Are you tied to any particular transformer model? Using a smaller model, throwing more hardware at the problem, or generating embeddings in parallel are easy ways to make it faster. Depending on what you're doing with the output you may also consider truncating your documents (can be good for stuff like clustering) or breaking apart your documents (can improve search performance).
Another option if you just want search (and aren't training or tuning your own models) is a managed search offering where you aren't responsible for generating embeddings.
Thanks for the advice! We're not tied to any model, no.
Naively I guess, at first we hoped to get by using a 3rd party API. We're hosted in GCP and tried using the Vertex AI `textembedding-gecko` model initially. But now we're investigating running models on our own infra, although not sure where we've got with it yet as someone else is working on that.
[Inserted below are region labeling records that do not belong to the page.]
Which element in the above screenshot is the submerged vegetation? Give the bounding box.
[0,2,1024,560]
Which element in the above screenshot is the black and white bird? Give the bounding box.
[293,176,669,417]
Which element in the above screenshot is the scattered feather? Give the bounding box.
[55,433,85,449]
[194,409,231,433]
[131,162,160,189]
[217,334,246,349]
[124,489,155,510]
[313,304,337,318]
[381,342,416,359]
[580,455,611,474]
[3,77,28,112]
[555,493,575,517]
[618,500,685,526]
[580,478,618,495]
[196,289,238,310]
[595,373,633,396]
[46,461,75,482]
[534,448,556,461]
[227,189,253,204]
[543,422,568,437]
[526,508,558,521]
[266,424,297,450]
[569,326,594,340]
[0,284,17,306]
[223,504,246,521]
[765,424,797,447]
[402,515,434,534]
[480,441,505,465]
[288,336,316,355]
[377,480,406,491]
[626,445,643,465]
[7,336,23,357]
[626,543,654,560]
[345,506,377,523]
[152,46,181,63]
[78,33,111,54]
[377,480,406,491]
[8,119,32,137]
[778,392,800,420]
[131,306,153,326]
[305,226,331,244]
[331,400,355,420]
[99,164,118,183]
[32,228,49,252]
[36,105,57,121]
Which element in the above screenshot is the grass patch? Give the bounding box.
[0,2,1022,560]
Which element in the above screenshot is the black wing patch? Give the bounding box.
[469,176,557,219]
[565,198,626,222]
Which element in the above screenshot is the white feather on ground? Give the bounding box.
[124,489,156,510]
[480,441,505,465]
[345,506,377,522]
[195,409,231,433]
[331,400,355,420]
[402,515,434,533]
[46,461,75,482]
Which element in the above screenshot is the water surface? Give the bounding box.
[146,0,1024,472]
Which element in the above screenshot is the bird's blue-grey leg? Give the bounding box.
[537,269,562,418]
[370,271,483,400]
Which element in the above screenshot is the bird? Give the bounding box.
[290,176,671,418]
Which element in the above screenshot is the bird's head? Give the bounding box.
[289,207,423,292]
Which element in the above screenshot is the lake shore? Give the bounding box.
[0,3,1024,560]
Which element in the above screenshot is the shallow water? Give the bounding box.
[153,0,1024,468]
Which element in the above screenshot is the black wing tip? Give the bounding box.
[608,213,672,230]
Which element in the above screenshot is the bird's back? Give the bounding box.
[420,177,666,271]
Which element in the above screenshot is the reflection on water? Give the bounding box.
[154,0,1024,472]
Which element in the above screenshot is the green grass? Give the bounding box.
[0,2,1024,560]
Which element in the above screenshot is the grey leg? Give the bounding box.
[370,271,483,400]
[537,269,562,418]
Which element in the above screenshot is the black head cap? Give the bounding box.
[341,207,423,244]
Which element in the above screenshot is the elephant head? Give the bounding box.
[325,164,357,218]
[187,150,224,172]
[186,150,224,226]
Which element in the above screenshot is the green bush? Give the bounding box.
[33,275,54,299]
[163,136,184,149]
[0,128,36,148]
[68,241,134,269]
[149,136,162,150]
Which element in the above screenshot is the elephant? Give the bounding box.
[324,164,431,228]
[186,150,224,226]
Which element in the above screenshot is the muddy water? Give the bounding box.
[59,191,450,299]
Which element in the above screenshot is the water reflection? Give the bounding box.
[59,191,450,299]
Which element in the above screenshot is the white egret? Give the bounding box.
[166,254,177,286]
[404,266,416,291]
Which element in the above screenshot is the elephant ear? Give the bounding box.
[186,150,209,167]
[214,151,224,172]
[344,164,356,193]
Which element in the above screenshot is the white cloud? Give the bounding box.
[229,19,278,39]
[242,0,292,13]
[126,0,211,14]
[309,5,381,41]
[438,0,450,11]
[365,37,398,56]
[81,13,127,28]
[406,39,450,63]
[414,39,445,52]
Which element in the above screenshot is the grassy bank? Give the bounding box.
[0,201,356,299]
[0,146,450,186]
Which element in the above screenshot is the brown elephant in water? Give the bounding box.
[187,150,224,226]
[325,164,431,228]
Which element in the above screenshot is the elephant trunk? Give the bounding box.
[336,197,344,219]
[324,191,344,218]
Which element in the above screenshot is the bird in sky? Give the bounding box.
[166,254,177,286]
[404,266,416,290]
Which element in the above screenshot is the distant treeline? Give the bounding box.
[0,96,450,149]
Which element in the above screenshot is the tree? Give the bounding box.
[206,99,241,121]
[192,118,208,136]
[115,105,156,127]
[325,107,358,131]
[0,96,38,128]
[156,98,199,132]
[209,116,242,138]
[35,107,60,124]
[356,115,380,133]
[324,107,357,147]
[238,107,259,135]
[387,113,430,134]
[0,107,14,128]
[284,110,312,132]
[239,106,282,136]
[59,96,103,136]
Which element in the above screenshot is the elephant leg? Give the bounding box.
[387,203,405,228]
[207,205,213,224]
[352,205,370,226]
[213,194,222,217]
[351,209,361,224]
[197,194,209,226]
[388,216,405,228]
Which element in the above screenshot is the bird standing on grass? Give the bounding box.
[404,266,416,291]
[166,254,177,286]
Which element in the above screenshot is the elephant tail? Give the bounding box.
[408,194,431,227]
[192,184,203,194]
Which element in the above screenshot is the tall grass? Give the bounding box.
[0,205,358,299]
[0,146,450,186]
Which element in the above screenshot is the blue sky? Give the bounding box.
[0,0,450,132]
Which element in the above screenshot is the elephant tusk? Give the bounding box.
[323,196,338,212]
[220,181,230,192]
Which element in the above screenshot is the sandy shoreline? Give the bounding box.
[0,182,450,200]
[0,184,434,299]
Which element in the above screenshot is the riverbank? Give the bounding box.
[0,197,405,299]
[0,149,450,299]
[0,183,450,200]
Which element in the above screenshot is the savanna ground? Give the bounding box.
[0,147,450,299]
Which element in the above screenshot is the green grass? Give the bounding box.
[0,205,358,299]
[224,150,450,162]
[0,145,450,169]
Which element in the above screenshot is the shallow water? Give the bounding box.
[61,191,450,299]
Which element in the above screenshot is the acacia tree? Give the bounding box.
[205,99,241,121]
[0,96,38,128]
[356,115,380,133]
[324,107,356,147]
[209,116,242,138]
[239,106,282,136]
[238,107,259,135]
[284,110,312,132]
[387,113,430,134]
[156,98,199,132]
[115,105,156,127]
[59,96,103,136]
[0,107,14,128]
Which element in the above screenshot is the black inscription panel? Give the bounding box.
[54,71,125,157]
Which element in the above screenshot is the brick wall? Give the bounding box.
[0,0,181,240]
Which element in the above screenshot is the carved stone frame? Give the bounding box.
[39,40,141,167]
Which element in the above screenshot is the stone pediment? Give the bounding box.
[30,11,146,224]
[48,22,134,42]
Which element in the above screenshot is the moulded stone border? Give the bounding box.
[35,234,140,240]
If you're committed to using a 3rd-party API, then parallelizing your API calls seems like the easiest way to speed things up. The benefits of a 3rd party API are - of course - that you're likely going to be able to generate embeddings using a much more powerful model. That being said, you may not need something as powerful as PaLM and having everything go over a network might just take too long. IME (which is entirely use-case dependent) something like SentenceTransformers (even the smallest pretrained models) can get you up and running on your own infra pretty quickly and generate embeddings with reasonable performance in a reasonable amount of time on modest hardware.
Another option if you just want search (and aren't training or tuning your own models) is a managed search offering where you aren't responsible for generating embeddings.